Monday, December 10, 2007

They sure grow up quickly...

I saw Alien3 when I was about 7. I saw Aliens on October 14th, 2000. Somehow it took a further 7 years for me to get around to watching the original. I must say that I was very pleasantly surprised. I would probably place it as the best film we watched this semester (excluding the Matrix since I had already seen it). The whole atmosphere of the film was absolutely phenomenal. The opening sequence of slowly moving across empty space and then through the dead corridors of the ship was truly brilliant. Right away the tone of the entire film is set.

I have read that Alien was a slowly paced film, but I would have to disagree. I would say that it was perfectly paced. It is slow, but it needs to be. Life IS slow for these people as they are essentially prisoners aboard this lonely old ship. No matter how good a mood they may be in, there always that sense of dread at being aboard this dark, steampunk-esque vessel with nowhere to turn. Unlike Blade Runner, I felt like the darkness worked perfectly.

The Alien itself is truly a classic creature of horror. Within moments of the little bastard tearing its way into the world, it ceases being just another Sci-Fi beast and becomes a nightmarish demon. This is where I really felt like the film succeeded. It was sci-fi with reminding the audience constantly that this is the future and things are totally different. Instead, it tells you upfront that this is the future and leaves it at that. From then on, these are just people like you and me that just happen to be in slightly different circumstances. So when they find themselves in a situation where they are being picked off one by one, I don't question the setting or situation, I just buckle in and go for the ride.
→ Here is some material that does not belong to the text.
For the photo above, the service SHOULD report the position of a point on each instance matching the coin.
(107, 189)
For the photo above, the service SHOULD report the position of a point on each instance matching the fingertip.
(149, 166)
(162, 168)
As I don't have the reader with me at this moment, I cannot quote or even remember the name of the article, but I really do want to discuss the whole "femininity" issue at stake. Ripley never felt like a "classical Hollywood woman" to me throughout the film. Perhaps I am too detached from said society, but I did not have any issue with accepting her as a heroic lead. Williams, Clover, and other have written in detail about the place of the woman in the horror film. Clover, for example, has a term called the "final girl." In your typical slasher flick, this is the girl who manager to survive the serial killing due to intelligence and cunning. Clover argues that this turns her into a masculine character and possibly defeats the idea of a female hero all together. In Alien, I don't really feel like Ripley could be placed in this category. I don't see her as a strong-female-type. I see her as a person who has seen a whole lot of shit in her time and has been built into the heroic, strong person that she is. She is a badass who happens to be a woman, not a woman who happens to be a badass.
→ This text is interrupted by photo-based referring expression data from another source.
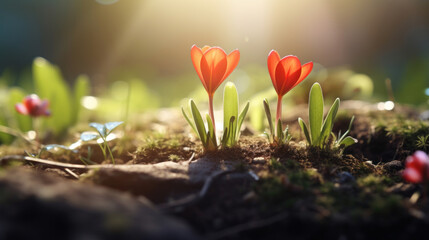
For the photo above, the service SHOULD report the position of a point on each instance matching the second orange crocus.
(286, 73)
(213, 66)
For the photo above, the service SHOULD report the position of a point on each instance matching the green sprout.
(321, 129)
(277, 135)
(422, 142)
(232, 121)
(103, 131)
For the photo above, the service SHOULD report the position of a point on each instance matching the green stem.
(279, 109)
(212, 112)
(110, 152)
(103, 150)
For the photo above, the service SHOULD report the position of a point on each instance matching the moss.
(160, 148)
(408, 135)
(385, 206)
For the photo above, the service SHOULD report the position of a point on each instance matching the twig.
(17, 133)
(186, 201)
(71, 173)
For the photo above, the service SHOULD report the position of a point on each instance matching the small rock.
(392, 166)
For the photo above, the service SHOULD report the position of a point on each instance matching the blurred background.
(356, 45)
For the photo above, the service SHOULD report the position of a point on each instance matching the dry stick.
(49, 162)
(195, 198)
(59, 164)
(17, 133)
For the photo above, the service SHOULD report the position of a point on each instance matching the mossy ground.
(356, 187)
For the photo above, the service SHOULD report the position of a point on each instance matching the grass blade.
(230, 110)
(240, 120)
(199, 123)
(329, 122)
(189, 121)
(304, 129)
(315, 112)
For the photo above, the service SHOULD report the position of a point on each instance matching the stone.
(159, 182)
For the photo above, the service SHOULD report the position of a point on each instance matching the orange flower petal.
(273, 60)
(305, 70)
(232, 62)
(196, 56)
(205, 48)
(287, 74)
(213, 67)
I must be honest, the final scene of the movie really through this all on its head. In a stroke of true cinematic genius, Ripley becomes a stereotypical woman for all of 10 minutes at the end. When she is in the shuttle prior to discovering the presence of the Alien, she somehow manages to shrug off the ridiculous amount of terrible shit that has happened to her. She starts to strip down and walk around the small space in just a tattered tank-top and her underwear. Her mannerisms all transform into those of a beautiful, half-naked woman. It feels like Scott was going "yeah, she was this fierce, manly badass... but take a look now... she's a sexy, innocent little girl." It really is quite shocking. Weaver really pulls this off. She looks completely comfortable, albeit terribly out of place.

Then, bam, the Alien is back. After my first screening I really wished that the film had ended on the note of Ripley just lounging around without a care in the world. Now, after re-seeing the scene, I feel it was necessary to put her back into her prior role for the closure of the film. It almost transforms from earlier. Now she is a woman who happens to be a badass. Quite a shocking little twist, really.